What Am I Thinking About Now Seminar Series

John Logan, "Emergent Ghettos: Black Neighborhoods in Northern Cities, 1880-1940"

Thursday, March 12, 2015 12:00 pm to Wednesday, March 25, 2015 1:00 pm

CSREA Conference Room, Hillel 303

 

What I Am Thinking About Now: John Logan, Professor of Sociology; Director, Spatial Structures in the Social Sciences

There is wide agreement that most major Northern cities had black ghettos by 1940, after two decades of the Great Migration. This talk will analyze trends in ten Northern cities decade by decade from 1880 to 1940. It will present evidence that processes separating blacks from whites were already in play as early as 1880 or 1900, predating the era of redlining, firebombings, and restrictive covenants.

Robert G. Lee, "Towards Transpacific History: America after Asian American Studies"

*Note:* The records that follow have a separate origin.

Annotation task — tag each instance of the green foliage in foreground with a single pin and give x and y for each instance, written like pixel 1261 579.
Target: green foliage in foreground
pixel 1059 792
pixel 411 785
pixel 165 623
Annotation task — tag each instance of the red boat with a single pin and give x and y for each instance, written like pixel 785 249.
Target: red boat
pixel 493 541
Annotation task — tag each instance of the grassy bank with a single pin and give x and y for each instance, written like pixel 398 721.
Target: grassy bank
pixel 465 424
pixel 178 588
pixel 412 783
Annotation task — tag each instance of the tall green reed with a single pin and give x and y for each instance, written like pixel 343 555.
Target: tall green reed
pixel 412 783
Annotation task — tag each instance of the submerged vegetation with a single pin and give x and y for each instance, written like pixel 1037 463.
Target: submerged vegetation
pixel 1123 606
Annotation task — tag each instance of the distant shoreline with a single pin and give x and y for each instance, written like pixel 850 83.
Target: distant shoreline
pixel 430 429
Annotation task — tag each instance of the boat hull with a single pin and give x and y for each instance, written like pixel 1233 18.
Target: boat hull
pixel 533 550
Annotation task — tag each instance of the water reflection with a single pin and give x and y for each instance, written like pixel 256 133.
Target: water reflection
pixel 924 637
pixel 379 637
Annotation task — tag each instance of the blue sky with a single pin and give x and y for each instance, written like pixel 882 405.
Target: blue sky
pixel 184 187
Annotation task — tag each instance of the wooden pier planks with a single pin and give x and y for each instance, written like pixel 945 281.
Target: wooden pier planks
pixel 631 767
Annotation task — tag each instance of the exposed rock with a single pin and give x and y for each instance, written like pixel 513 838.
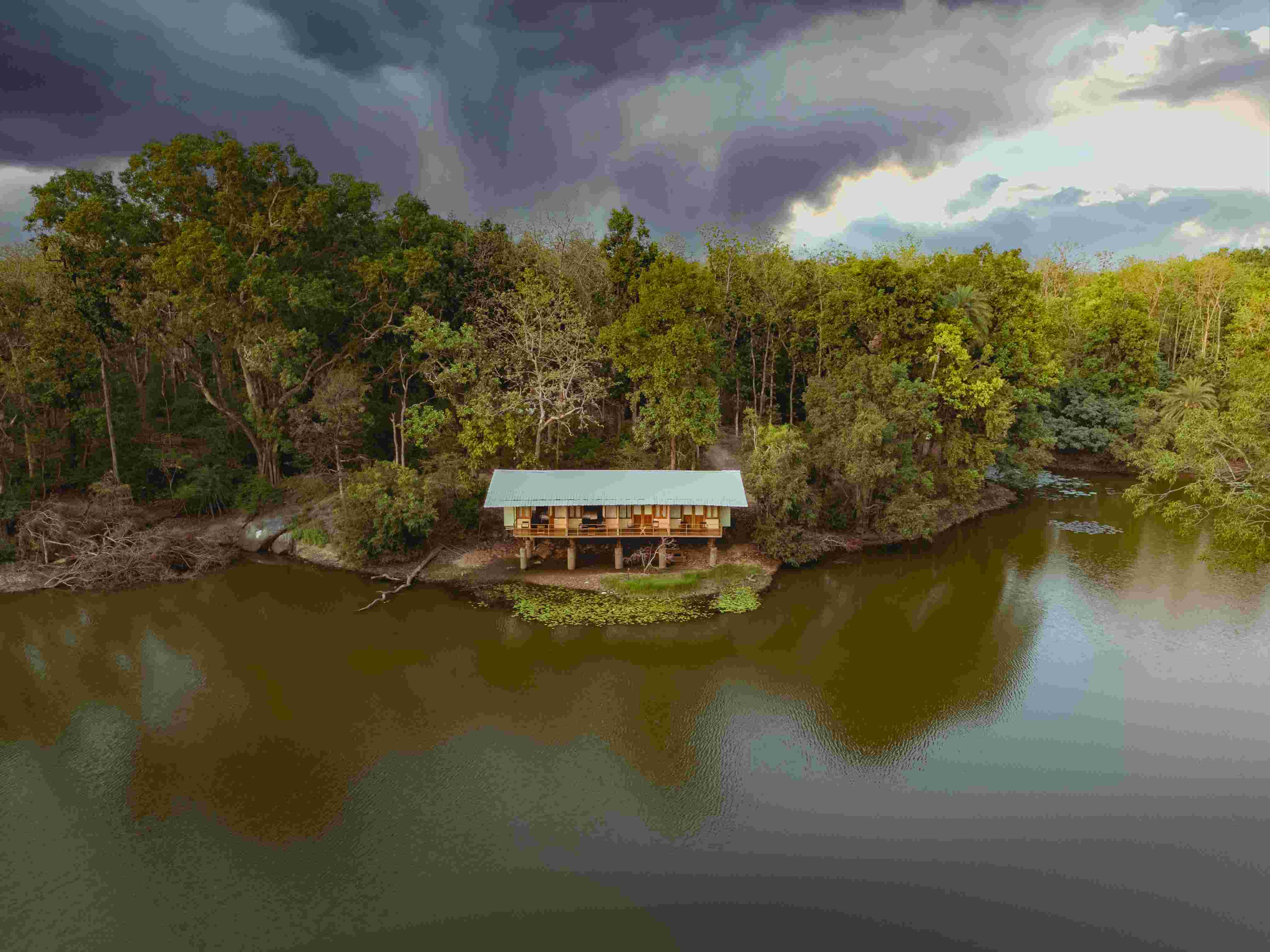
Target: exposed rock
pixel 261 532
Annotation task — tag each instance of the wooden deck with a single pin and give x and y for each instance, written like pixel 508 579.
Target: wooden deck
pixel 626 532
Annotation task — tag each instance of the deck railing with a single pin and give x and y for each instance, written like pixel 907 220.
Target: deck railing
pixel 604 531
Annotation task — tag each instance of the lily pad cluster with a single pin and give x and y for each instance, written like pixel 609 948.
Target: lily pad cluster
pixel 740 598
pixel 1088 527
pixel 559 606
pixel 1063 487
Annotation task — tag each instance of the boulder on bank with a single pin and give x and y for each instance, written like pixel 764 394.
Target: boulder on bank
pixel 262 531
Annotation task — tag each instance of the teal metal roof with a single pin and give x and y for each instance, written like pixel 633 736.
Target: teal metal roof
pixel 615 488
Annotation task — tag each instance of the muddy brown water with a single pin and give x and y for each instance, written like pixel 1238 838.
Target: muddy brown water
pixel 1016 737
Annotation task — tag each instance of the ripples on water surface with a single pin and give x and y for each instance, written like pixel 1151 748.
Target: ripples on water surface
pixel 1016 737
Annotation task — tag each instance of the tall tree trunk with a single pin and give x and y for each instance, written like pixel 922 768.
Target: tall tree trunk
pixel 793 377
pixel 340 471
pixel 267 461
pixel 31 455
pixel 110 422
pixel 140 376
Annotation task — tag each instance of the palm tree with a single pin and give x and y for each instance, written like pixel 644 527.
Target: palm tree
pixel 1192 394
pixel 970 303
pixel 973 305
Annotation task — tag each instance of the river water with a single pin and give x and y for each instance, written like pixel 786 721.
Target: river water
pixel 1020 735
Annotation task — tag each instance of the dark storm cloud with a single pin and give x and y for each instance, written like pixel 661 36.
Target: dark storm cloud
pixel 978 195
pixel 488 108
pixel 79 88
pixel 1208 79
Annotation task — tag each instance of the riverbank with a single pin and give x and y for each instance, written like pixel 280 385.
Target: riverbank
pixel 1084 461
pixel 475 564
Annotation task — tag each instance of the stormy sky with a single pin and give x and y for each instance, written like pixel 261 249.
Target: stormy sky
pixel 1126 128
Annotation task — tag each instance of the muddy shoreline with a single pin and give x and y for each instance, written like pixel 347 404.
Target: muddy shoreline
pixel 473 565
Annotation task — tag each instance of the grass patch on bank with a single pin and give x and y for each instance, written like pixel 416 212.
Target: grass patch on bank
pixel 638 584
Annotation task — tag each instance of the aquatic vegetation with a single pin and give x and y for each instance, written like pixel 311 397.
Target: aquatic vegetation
pixel 740 598
pixel 679 582
pixel 1088 527
pixel 558 606
pixel 1053 487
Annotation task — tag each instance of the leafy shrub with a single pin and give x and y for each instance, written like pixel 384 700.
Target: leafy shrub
pixel 740 598
pixel 253 493
pixel 466 512
pixel 208 489
pixel 310 532
pixel 386 508
pixel 1086 421
pixel 306 488
pixel 912 516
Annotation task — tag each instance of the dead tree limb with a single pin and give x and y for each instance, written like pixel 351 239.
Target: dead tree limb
pixel 388 593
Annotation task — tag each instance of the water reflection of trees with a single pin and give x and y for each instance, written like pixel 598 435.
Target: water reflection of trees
pixel 285 707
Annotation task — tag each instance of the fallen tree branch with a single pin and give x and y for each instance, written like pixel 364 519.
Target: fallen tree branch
pixel 406 583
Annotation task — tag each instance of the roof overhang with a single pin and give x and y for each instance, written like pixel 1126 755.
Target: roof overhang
pixel 615 488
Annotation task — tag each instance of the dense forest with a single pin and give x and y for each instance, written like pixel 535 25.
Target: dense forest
pixel 218 323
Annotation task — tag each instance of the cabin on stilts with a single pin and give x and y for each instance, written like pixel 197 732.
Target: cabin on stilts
pixel 615 504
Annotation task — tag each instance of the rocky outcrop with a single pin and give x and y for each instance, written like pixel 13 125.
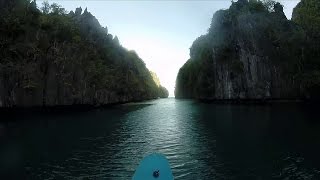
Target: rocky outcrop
pixel 248 53
pixel 58 59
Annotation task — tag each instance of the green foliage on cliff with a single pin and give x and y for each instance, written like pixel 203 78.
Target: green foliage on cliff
pixel 252 51
pixel 49 57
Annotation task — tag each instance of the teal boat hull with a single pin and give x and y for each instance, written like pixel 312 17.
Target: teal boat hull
pixel 153 167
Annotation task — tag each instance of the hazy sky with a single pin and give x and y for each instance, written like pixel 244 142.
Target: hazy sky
pixel 161 32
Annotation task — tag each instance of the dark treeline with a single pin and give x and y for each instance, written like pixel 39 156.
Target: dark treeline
pixel 50 57
pixel 252 51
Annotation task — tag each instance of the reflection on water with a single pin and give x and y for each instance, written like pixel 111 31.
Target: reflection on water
pixel 201 141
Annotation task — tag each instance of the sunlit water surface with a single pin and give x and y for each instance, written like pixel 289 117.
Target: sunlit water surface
pixel 201 141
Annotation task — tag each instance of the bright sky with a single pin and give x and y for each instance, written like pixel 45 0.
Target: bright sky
pixel 161 32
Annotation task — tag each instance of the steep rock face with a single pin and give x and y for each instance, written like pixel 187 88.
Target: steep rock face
pixel 248 53
pixel 58 59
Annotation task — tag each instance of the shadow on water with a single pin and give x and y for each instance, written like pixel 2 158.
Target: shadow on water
pixel 48 135
pixel 201 141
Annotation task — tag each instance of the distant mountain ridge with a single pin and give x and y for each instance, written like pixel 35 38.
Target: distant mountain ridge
pixel 50 58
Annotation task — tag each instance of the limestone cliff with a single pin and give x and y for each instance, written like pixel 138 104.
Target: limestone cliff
pixel 51 58
pixel 249 52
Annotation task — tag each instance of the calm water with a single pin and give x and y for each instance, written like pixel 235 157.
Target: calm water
pixel 201 141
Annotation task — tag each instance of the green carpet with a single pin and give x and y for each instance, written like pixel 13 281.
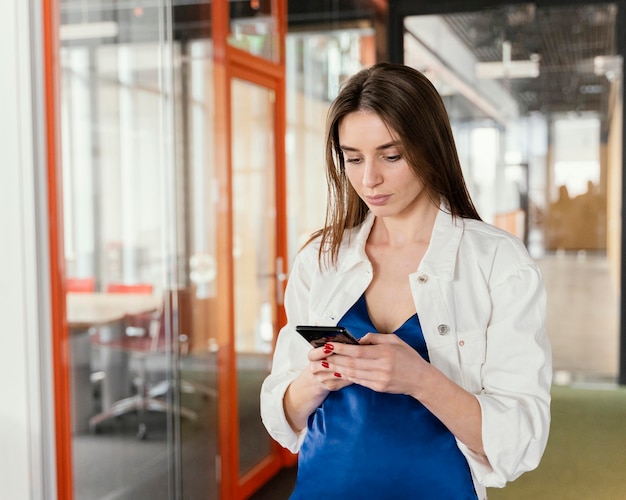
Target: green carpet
pixel 586 453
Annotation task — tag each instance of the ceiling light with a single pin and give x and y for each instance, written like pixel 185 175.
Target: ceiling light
pixel 508 68
pixel 85 31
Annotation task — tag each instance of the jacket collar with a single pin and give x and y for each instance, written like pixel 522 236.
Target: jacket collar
pixel 439 259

CSREA Conference Room, Hillel 303

What I Am Thinking About Now: Robert G. Lee, Associate Professor of American Studies

Can we conceive the Transpacific as a discrete historical space tied together by continuous flows of goods, people and ideas? What are the parameters, contours and dynamics of this geography? What kind of class, racial and gender formations have emerged from the colonial and post-colonial histories of the Transpacific?

Daniel Kim, "The Korean War in Color: Race, Nation and the Intimacies of Conflict"

CSREA Conference Room, Hillel 303

What I Am Thinking About Now: Daniel Kim, Associate Professor of English

Prof. Kim will be discussing the book he is writing, which examines American and South Korean depictions of what has come to be known as “the forgotten war” with a particular focus on the interlocking domestic and transnational histories of race and empire that constellate around this historical event.

Shontay Delalue, "Assumed to be ‘Black’: The Racial Categorization of African & Caribbean Students"

CSREA Conference Room, Hillel 303, 80 Brown Street

What I Am Thinking About Now: Dr. Shontay Delalue, Assistant Dean of the College, Director of International Student & Visitor Experience

The study being discussed will look at the experiences of students from the African Atlantic Diaspora whose primary way of identifying racially conflicted with the racial categorization of ‘Black’ in the U.S. Using a critical race theory and racial formation lens, the history of the U.S. Census racial categories and the social definition of ‘Black’ will be explored.

Lundy Braun, "'Race correction' and Medicine: Why does it matter?"

CSREA Conference Room, Hillel 303, 80 Brown Street

What I Am Thinking About Now: Professor Lundy Braun (Medical Science, Africana Studies)

The spirometer is a medical device that measures lung function.  The "correction" of these measurements for race is a routine practice in medical diagnosis of lung disease.  In this workshop Braun will discuss the history of this practice, its applications, and why it is problematic.